Ainsi, la mise en place d’une cohorte vaccinale COVID-19 nationale (intitulée COV-POPART, sous la direction du Pr Odile Launay) a été décidé pour pouvoir évaluer l’efficacité et la tolérance de la vaccination anti-COVID 19 dans les sous-populations à haut risque. Cette action sera soutenue par la nouvelle agence ANRS-Maladies infectieuses émergentes, et son objectif principal sera d’évaluer la réponse immunitaire induite par les différentes plateformes vaccinales dans diverses populations particulières afin de disposer d’éléments pour le choix du ou des vaccins les plus adaptés à chaque situation clinique et pour éclairer la politique de rappel vaccinal.

Pour ce faire, un protocole générique a été mis en place, qui se décline dans les différents groupes de populations particulières afin de comparer les caractéristiques et le potentiel des vaccins disponibles, par rapport à la population générale.

Pour les patients atteints de cancers ou tumeurs solides, une cohorte nationale spécifique est en cours de recrutement, mise en place sous la coordination des Professeurs Jean-Yves Blay et Jean-Philippe Spano, et quatre sous-groupes de patients sont prévus d'être analysés :

  • K1. Patients en suivi à long terme pour un cancer, sans traitement carcinologique depuis au moins six mois et moins de deux ans après la fin du traitement ;

  • K2. Patients qui ont reçu un traitement carcinologique actif autre qu’une chimiothérapie (thérapie ciblée, radiothérapie, chirurgie, hormonothérapie) dans le mois précédent ;

  • K3. Patients qui ont reçu un traitement carcinologique actif par chimiothérapie (seule ou en combinaison avec de l’immunothérapie, de la radiothérapie ou une thérapie ciblée) dans le mois précédent ;

  • K4. Patients qui ont reçu un traitement carcinologique actif par une ou plusieurs immunothérapie(s) en combinaison par anticorps anti-PD1, anti-PD-L1, anti-CTLA4 sans chimiothérapie.

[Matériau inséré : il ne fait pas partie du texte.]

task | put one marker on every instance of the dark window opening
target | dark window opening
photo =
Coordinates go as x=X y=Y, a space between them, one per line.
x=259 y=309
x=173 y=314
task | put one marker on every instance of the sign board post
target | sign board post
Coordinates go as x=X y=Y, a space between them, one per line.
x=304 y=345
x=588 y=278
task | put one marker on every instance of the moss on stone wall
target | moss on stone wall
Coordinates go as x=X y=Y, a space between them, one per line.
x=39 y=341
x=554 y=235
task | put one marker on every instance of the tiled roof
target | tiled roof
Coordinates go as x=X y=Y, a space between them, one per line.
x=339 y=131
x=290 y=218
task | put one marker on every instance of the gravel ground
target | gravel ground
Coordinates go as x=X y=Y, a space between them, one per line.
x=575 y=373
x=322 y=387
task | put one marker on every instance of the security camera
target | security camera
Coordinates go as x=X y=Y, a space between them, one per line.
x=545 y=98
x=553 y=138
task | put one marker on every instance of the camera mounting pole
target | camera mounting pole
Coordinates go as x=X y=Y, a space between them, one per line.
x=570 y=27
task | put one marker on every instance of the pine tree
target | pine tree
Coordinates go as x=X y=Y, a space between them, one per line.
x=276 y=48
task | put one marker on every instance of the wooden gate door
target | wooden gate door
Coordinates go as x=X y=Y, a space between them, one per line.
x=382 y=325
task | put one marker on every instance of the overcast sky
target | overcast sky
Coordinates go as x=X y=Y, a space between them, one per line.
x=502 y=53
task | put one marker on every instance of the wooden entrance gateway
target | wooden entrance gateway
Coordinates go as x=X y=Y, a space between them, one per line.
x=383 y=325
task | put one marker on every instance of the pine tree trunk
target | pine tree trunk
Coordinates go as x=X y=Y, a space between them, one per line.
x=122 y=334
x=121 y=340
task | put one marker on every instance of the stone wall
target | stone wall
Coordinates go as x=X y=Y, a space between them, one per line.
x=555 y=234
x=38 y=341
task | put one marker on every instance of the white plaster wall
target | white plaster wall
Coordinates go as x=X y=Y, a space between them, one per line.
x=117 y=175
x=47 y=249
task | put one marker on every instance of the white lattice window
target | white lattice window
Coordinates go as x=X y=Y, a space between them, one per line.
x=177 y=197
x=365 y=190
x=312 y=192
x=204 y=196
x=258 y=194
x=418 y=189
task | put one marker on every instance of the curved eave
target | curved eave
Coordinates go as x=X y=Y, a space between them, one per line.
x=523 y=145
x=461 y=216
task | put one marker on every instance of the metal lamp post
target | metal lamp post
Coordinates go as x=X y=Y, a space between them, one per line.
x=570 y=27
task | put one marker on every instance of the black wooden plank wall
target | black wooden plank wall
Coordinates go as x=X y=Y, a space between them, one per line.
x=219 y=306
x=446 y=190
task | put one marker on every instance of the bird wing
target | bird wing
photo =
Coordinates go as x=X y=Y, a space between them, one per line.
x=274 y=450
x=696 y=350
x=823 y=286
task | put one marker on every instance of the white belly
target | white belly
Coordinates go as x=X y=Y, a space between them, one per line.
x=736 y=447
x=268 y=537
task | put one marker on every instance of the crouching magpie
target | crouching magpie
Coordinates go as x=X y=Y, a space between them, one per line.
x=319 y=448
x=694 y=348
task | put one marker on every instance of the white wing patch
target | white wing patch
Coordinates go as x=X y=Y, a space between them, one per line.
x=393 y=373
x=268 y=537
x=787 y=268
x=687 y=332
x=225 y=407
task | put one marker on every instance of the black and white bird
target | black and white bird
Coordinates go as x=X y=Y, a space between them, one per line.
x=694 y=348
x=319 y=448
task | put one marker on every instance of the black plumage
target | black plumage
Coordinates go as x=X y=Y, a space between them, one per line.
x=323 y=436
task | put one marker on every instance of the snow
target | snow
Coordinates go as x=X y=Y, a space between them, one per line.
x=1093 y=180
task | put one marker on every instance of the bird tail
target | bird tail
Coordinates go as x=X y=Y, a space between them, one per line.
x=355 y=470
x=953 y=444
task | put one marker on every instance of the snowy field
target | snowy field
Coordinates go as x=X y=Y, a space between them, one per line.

Un suivi spécifique des patients atteints de cancer en France après leur vaccination anti-COVID-19 est donc prévu, qui fournira des informations précieuses pour optimiser le suivi de nos patients. De plus, l’émergence de nouveaux variants du SARS-COV-2 est devenue aujourd’hui une préoccupation majeure et il faudra donc évaluer l’efficacité vaccinale vis-à-vis de ces variants chez des patients plus fragiles comme les patients atteints de cancer.

En conclusion, le combat contre la pandémie de COVID-19 et le virus SARS-CoV-2 est un défi pour la santé mondiale. En France, l’épidémie demeure très active, avec plus de 20 000 cas quotidiens en moyenne début février 2021 [12]. Les patients atteints de cancer sont une population « vulnérable » (et ce, quel que soit l’âge, le sexe ou le type de tumeur), qui doit donc être considérée comme prioritaire pour la vaccination, comme souligné récemment par nos collègues de l’European Society of Medical Oncology (ESMO) à juste titre dans Annals of Oncology [13].

Déclaration de liens d’intérêts

JPS : Consultancy : MSD, Daiichi-Sankyo et adboard/symposium : Roche, Pfizer, AZ, LeoPharma, Myriads, BMS, Pierre Fabre Oncologie, Biogaran, Novartis, Lilly et Grant (MSD Avenir).

JYB : LYRICAN (INCA-DGOS-Inserm-12563), the French National Research Agency [LabEx DEvweCAN (ANR-10-LABX0061)], RHU4-DEPGYN (ANR-18-RHUS-0009), INCA&DGOS (NetSARC, RREPS, RESOS), INCA (InterSARC), European commission (EURACAN-EC739521), Fondation ARC, PIA Institut Convergence François Rabelais PLAsCAN (17-CONV-0002).